The Wild Goose Lake is a weird, gritty and stylish Chinese noir.
The English title of Diao Yinan’s new crime drama, which competed earlier this year at Cannes, purposefully brings to mind the phrase ‘wild goose chase’. The story follows fugitive gangster Zhou Zenong (played by television actor Hu Ge) as he is chased down by rival bikie gangs, the police, and seemingly the whole of Wuhan, a city in central China filled with giant lakes.
The original title of the film translates literally as ‘A Rendezvous at the Station in the South’, and this is the scenario in which Diao throws us into his twisty tale. It’s at this mysterious station, supposedly in Wuhan’s south near a Wild Goose Lake, that Zhou meets prostitute Liu Ai’ai (played by Gwei Lun-mei), whose loyalties are unclear.
Director Diao then complicates things by jumping back and forth between multiple timelines. Liao Fan (from Jia Zhangke’s excellent Ash is Purest White) plays the police captain sent in to track down Zhou.
Fatalism is at the heart of The Wild Goose Lake. From our knowledge of film noir tropes, we can sense from the beginning that Zhou Zenong is probably not going to have a happy ending. His is a world of deception and double-crosses; the jiang hu underworld that is rarely depicted on film. Diao is fascinated by this world, and as with his last film - Berlinale Golden Bear winner Black Coal, Thin Ice - he places all the recognisable film noir features into the grungy urban surrounds in one of China’s modern metropolises. He examines the characters’ social milieu, which tells us all we need to know about their lives and ambitions.
Liu Ai’ai is the film’s femme fatale. We never know who she is trying to help, but one thing is clear: her world is one of suffering, deeply internalised yet always present on the surface. It’s of note that each performance here, including Gwei Lun-mei’s, is understated and often hard to read, but it seems like that’s the intention. Diao Yinan is interested in the surface, of presenting his characters as clean slates that perhaps reflect the emotions we project onto them. They’re too beaten down by life to express their own. Their currency is sex and violence, explored here in the Freudian sense as what motivates their actions.

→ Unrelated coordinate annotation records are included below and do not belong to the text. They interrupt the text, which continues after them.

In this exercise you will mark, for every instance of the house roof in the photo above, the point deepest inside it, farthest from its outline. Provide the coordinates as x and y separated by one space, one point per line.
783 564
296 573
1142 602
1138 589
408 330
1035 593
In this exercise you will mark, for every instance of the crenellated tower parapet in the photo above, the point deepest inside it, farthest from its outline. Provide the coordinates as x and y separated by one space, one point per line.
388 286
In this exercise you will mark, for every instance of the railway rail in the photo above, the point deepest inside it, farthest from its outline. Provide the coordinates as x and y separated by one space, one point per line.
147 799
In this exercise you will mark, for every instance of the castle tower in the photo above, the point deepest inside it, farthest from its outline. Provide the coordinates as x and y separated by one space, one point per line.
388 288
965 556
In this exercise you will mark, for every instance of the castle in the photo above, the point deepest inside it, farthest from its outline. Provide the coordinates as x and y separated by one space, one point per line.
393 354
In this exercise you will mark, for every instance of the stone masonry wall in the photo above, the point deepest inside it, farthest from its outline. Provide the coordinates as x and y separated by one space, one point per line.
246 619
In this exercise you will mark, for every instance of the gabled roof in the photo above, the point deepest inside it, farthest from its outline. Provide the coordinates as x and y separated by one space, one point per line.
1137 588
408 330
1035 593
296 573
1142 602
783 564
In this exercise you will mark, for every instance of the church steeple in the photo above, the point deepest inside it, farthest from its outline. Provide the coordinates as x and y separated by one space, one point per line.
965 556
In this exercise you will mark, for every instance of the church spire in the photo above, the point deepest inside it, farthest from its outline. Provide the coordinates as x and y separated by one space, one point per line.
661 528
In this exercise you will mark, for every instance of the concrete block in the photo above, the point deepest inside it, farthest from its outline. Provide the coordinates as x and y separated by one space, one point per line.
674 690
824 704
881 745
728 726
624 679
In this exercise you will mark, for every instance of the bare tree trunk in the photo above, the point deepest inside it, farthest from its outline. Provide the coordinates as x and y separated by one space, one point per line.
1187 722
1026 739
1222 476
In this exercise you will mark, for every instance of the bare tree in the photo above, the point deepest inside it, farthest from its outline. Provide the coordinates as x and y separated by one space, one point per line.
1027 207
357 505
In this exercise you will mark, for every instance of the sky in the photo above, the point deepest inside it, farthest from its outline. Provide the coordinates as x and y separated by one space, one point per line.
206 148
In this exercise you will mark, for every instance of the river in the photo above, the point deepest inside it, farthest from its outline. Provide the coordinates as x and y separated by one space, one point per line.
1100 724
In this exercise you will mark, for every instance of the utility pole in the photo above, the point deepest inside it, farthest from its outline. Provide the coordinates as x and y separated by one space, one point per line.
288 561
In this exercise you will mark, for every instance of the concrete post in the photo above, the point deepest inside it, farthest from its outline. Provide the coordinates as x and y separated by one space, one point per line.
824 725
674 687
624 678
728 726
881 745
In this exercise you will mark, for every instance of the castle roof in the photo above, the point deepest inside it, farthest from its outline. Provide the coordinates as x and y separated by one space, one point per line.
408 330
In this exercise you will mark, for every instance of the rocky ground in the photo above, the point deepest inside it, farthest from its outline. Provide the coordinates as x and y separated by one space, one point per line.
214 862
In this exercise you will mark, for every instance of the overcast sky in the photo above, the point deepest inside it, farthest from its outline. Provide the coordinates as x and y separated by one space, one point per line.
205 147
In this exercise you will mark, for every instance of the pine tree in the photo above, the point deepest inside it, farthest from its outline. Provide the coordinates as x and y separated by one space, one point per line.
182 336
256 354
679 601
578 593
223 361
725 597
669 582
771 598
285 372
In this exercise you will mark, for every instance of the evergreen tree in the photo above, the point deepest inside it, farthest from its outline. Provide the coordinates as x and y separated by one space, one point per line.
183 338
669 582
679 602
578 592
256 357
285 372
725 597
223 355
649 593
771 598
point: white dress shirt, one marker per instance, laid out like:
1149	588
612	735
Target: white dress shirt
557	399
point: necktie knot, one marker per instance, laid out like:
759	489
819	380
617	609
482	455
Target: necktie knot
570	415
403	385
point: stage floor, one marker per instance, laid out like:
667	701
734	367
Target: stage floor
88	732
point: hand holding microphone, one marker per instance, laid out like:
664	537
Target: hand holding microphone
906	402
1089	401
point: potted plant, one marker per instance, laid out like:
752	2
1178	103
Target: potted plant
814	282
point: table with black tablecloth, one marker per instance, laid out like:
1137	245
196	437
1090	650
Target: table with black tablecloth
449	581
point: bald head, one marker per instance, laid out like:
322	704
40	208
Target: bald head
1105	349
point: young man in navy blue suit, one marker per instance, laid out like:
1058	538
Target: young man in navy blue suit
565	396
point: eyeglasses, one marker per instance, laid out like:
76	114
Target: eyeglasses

Like Nicolas Winding Refn, Diao takes B-movie elements and injects it with his arthouse sensibility. The film moves along methodically, and almost every scene features some sort of bold cinematographic or editorial choice. Director of photography Dong Jingsong cements himself as a leading manipulator of light and shadow, following his groundbreaking 3D work on last year’s Long Day’s Journey Into Night. There are magnificent tracking shots that wander along the streets, ratcheting up tension until a tipping point.
There are also surreal inflections in the film. Some gorgeous imagery involving wild animals is present, but also a weird musical sequence that I don’t know belongs in the story or not. And, I have to admit, unfortunately there were 20 minutes around the middle of the film that I had no idea who was on whose side or which gang member was double crossing the other.
Some of Diao’s direction in this section may have been purposefully alienating which is frustrating, but it all pays off in a surprisingly moving postlude in which he offers solace not to any of the gang members or police officers, but to the film’s only two female characters. It’s a tender moment, unexpectedly moving, akin to Tarantino’s treatment of Sharon Tate’s story in Once Upon a Time in Hollywood.
All in all, The Wild Goose Lake is like a perverse rendition of that Stanley Kramer film, It’s a Mad, Mad, Mad, Mad World. Except here… it’s sad, sad, sad, sad.